“Spanning Boundaries and Disciplines: Linked, Open, and Cloud-Based Community Metadata”
Erik Mitchell and Kanti Srikantiaiah, University of Maryland
Susan Rathbun-Grubb, University of South Carolina
Heather Lea Moulaison, University of Missouri
Jane Greenberg, UNC-Chapel Hill
Broadly speaking, this session dealt with initiatives to understand and undertake community metadata projects. Although we can’t capture all of the details in this post, here are a few takeaway highlights:
- Jane Greenberg talked about two projects associated with DataOne: HIVE (Helping Interdisciplinary Vocabulary Engineering) and SeaIce, or “Metadictionary.”
- HIVE is an interface that helps scientists choose tags from among several accerpted controlled vocabularies for their field. The goal for this tool is to maximize the use of already existing standards, increase consistency and findability, and engage scientists in creating their own metadata.
- SeaIce or Metadictionary is a crowd-sourced repository of metadata terms and definitions inspired by Stack Overflow’s system for rating and owning contributions. Browse or add your own at http://seaice.herokuapp.com/
- Are MARC records insufficient for representing author information?
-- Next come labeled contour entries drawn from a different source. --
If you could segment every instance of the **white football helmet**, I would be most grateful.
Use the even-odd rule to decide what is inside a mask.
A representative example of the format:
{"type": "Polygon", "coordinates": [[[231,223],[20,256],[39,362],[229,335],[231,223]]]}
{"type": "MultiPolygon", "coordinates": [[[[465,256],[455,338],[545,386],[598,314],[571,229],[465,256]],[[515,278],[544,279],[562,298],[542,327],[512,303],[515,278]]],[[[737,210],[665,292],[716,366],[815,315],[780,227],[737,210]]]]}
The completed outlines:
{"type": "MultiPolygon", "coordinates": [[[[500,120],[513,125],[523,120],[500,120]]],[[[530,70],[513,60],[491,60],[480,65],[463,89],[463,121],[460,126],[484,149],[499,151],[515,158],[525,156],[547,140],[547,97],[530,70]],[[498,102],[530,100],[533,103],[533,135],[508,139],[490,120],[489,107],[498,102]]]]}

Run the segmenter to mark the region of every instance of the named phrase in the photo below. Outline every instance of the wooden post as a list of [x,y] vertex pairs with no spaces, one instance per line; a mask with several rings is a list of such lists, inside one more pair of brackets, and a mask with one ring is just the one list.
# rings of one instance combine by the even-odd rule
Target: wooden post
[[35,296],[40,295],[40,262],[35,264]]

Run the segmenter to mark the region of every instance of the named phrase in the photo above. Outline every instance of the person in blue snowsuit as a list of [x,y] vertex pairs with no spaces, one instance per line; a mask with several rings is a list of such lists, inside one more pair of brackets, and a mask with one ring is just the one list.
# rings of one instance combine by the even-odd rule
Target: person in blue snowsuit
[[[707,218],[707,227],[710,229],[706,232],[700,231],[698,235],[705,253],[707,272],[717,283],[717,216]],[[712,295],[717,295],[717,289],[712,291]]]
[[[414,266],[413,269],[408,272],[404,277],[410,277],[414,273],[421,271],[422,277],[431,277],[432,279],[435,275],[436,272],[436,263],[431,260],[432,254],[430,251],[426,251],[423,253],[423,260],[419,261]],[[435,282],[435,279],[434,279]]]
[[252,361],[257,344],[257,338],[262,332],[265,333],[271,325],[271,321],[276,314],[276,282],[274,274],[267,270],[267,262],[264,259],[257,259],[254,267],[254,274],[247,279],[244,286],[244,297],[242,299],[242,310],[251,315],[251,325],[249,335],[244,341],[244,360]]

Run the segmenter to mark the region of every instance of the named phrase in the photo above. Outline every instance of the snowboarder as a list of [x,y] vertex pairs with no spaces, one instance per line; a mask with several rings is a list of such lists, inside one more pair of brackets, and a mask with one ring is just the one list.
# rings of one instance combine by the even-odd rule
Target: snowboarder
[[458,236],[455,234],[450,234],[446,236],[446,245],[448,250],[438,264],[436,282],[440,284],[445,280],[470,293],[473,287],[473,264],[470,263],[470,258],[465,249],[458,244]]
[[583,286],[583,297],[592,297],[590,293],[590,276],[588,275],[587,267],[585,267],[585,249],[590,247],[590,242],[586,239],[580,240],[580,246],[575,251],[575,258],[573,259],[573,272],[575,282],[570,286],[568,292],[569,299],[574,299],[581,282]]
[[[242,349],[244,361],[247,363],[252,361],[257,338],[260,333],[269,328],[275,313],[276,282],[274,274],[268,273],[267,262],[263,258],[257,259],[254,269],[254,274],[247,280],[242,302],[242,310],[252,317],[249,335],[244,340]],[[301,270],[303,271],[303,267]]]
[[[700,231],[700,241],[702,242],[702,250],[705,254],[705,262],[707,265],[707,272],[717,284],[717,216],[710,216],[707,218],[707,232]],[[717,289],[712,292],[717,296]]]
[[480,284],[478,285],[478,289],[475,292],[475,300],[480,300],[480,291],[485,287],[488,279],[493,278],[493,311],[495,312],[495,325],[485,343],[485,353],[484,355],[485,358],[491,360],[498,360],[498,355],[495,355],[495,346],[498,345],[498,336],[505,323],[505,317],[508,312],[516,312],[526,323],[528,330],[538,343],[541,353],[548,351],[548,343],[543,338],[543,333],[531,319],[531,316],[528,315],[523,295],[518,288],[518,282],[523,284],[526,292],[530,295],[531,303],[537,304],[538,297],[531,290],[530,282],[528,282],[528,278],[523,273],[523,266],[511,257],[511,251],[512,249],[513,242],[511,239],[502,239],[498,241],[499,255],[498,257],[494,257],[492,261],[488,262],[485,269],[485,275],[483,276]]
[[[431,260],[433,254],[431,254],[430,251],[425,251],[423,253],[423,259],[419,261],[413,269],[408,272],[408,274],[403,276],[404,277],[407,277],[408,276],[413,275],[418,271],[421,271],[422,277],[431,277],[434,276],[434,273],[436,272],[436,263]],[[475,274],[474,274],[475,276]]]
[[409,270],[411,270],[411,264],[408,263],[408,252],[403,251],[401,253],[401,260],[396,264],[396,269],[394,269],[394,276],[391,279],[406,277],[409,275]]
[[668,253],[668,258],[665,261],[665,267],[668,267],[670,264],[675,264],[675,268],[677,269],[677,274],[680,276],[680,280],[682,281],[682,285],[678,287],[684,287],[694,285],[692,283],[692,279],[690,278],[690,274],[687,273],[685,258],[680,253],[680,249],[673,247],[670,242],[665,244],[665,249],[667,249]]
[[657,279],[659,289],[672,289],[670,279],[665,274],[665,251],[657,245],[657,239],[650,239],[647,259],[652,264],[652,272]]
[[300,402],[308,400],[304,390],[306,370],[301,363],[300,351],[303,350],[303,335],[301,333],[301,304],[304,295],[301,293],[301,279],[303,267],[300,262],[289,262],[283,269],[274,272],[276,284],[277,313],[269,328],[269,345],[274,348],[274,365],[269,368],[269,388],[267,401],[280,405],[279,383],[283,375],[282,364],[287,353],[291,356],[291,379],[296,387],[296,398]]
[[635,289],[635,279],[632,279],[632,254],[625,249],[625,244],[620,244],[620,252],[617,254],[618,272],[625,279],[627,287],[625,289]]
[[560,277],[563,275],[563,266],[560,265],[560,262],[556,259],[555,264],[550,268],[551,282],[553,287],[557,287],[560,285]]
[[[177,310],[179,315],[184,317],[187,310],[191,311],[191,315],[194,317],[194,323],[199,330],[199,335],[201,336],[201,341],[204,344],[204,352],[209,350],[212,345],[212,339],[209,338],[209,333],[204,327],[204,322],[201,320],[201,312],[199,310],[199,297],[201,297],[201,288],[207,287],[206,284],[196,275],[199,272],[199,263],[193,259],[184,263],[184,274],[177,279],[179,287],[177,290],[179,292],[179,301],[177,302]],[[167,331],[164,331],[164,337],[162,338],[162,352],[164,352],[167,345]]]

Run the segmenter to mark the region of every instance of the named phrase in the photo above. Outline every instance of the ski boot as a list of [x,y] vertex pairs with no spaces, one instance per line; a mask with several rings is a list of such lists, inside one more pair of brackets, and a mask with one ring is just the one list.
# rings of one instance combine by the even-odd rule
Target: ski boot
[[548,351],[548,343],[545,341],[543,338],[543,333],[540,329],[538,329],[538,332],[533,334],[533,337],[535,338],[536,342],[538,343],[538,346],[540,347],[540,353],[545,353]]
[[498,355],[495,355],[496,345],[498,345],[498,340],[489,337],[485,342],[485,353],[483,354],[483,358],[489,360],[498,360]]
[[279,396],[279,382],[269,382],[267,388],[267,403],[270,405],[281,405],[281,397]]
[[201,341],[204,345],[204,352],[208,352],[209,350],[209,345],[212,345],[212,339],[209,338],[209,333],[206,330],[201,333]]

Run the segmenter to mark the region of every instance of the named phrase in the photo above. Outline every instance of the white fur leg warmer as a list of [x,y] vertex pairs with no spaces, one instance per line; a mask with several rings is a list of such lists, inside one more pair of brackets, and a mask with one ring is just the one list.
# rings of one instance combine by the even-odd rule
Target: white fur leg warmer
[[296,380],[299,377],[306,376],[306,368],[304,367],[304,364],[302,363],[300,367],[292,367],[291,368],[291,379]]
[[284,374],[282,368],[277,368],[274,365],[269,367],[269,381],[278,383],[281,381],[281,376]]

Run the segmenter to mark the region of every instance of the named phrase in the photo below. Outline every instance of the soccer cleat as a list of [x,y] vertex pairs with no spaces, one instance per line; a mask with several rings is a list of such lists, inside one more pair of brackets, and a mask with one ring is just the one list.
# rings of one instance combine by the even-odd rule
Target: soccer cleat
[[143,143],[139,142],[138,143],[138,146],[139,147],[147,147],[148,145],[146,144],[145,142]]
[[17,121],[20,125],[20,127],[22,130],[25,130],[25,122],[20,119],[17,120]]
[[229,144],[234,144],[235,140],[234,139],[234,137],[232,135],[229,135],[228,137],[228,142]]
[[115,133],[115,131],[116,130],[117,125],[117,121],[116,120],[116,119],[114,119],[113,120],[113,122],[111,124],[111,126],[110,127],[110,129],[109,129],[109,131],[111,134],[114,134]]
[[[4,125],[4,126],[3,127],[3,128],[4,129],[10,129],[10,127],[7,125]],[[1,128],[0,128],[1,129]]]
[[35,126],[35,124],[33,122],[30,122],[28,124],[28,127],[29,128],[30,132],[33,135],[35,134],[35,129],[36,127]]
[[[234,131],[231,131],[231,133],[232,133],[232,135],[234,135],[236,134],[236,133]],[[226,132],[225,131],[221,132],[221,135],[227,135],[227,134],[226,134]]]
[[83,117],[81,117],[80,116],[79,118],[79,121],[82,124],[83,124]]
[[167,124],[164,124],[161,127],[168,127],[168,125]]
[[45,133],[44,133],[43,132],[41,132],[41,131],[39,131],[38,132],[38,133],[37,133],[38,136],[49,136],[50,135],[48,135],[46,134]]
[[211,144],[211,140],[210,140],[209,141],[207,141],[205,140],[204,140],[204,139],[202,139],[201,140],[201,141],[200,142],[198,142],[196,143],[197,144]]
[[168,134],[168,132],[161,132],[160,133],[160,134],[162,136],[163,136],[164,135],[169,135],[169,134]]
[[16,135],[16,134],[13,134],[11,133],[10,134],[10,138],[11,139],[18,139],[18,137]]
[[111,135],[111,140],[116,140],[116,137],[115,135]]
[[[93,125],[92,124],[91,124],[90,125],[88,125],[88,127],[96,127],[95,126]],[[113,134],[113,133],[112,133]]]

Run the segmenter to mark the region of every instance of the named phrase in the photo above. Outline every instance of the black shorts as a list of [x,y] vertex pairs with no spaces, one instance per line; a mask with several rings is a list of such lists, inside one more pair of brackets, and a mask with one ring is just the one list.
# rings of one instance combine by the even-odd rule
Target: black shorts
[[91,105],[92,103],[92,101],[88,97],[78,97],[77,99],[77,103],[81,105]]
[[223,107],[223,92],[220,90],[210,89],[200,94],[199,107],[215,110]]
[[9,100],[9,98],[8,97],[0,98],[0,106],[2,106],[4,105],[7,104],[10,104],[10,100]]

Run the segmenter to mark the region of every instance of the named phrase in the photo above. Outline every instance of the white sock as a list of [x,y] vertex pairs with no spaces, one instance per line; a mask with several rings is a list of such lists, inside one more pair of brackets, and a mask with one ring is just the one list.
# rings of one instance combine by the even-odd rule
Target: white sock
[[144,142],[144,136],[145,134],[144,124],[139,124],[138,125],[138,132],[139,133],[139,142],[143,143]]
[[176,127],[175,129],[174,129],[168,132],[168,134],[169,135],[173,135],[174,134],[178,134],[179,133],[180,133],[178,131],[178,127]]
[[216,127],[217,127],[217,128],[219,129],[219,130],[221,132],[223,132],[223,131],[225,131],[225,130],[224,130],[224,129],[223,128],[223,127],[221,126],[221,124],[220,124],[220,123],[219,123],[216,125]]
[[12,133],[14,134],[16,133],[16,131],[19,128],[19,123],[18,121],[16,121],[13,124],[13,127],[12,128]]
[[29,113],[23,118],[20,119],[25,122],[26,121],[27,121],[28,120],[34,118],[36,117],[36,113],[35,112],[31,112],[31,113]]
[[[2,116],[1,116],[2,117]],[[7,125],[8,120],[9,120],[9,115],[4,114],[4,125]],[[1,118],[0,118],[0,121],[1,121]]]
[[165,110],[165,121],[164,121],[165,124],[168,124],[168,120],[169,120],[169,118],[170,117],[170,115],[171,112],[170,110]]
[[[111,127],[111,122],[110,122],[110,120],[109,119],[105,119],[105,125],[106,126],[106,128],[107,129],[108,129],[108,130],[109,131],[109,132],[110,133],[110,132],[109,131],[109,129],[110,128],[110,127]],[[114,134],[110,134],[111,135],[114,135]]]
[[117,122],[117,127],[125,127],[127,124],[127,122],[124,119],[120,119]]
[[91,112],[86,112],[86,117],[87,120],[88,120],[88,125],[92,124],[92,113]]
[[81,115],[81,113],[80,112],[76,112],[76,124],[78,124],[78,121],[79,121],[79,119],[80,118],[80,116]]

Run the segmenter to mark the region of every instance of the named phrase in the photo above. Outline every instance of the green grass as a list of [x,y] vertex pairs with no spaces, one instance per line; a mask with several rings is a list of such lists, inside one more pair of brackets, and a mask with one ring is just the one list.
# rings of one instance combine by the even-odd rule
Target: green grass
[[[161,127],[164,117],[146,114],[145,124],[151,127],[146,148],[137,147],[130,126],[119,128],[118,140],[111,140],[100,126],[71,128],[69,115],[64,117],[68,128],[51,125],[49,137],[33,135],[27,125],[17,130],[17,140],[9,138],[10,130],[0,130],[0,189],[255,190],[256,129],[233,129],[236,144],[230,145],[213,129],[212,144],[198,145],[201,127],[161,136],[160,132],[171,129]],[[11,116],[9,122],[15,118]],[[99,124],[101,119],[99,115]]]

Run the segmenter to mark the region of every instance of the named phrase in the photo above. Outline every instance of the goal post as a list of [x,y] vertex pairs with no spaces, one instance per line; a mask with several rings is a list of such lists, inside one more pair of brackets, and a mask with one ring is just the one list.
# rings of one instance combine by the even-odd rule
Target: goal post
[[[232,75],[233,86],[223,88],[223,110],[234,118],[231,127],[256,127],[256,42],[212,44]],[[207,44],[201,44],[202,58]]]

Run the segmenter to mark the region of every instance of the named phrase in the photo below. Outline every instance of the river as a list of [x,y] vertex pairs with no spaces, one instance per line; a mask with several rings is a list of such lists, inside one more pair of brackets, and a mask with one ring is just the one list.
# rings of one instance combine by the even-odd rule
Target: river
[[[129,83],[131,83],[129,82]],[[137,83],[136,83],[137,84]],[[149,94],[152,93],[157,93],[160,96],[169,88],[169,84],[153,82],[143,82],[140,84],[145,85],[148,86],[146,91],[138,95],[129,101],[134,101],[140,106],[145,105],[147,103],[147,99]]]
Susan Rathbun-Grubb thinks so. She pointed out that most MARC subfields for authors actually go unused and could hinder interoperability because of the way “useful” information is added to the author name field. She suggested that FRAD (Functional Requirements for Authority Description) may point the way toward more complex, interoperable author data.
- Erik Mitchell and Kanti Srikantiaiah presented a discourse analysis of documents pertaining to the NISO roadmap to determine how metadata-creating communities talk about their work. They noted that “mapping, not migration; streams, not records” were conceptual trends in the way participants approached the task of developing new metadata standards.